Il est par définition difficile de chiffrer un marché clandestin mais il suffit de se rendre dans un supermarché chinois pour dénicher des bouteilles aux étiquettes parfois farfelues: "La Fite", "Chatelet Margaux" ou encore le savoureux "Beau Jolée"...

A Paris, l'Institut national de l'origine et de la qualité (INAO) traite plus de 500 dossiers nouveaux de contrefaçon par an, dont 30% concernent la Chine. Sur ces 30%, quasi 100% sont des dossiers viticoles.

Plus une marque ou une AOC est connue, plus elle est exposée. Plus un vin est cher, plus il est rentable pour les contrefacteurs. En 2013, les exportations françaises de vins et spiritueux vers la Chine ont atteint 836 millions d'euros.

A l'occasion d'une visite dans le Bordelais cette année, le patron de l'Académie chinoise de l'inspection et de la quarantaine (CAIQ), Xinshi Li, a révélé que les faux vins français étaient fabriqués sur des bateaux ancrés dans les eaux internationales, au large des côtes chinoises.

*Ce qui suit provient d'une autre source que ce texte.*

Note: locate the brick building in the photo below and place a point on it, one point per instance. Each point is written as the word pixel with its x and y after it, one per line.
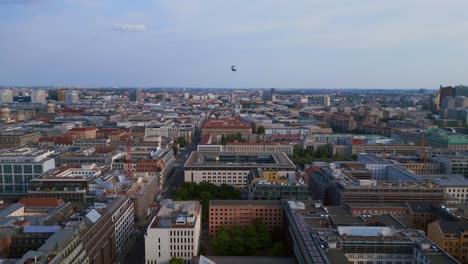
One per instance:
pixel 83 132
pixel 217 128
pixel 242 213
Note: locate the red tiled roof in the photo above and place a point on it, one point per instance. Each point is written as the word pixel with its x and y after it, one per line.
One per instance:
pixel 357 142
pixel 312 169
pixel 226 123
pixel 41 202
pixel 105 149
pixel 82 129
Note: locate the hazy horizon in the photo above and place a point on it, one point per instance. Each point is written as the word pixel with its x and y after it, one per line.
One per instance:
pixel 281 44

Selon lui, ce problème "très grave" concernerait au moins la moitié des ventes de "Château Lafite". Des informations impossibles à vérifier.

Les grands châteaux sont généralement réticents à s'exprimer, refusant d'être associés de près ou de loin aux jus de raisin anonymes qui usurpent leur nom et leur réputation.

Fabien Teitgen, directeur technique au château "Smith Haut Lafitte", grand cru classé (Graves), a accepté de répondre aux questions de l'AFP.

"La contrefaçon est un problème que nous prenons très au sérieux et que nous avons toujours cherché à anticiper", explique-t-il, tout en affirmant n'avoir "jamais été confronté directement à la contrefaçon".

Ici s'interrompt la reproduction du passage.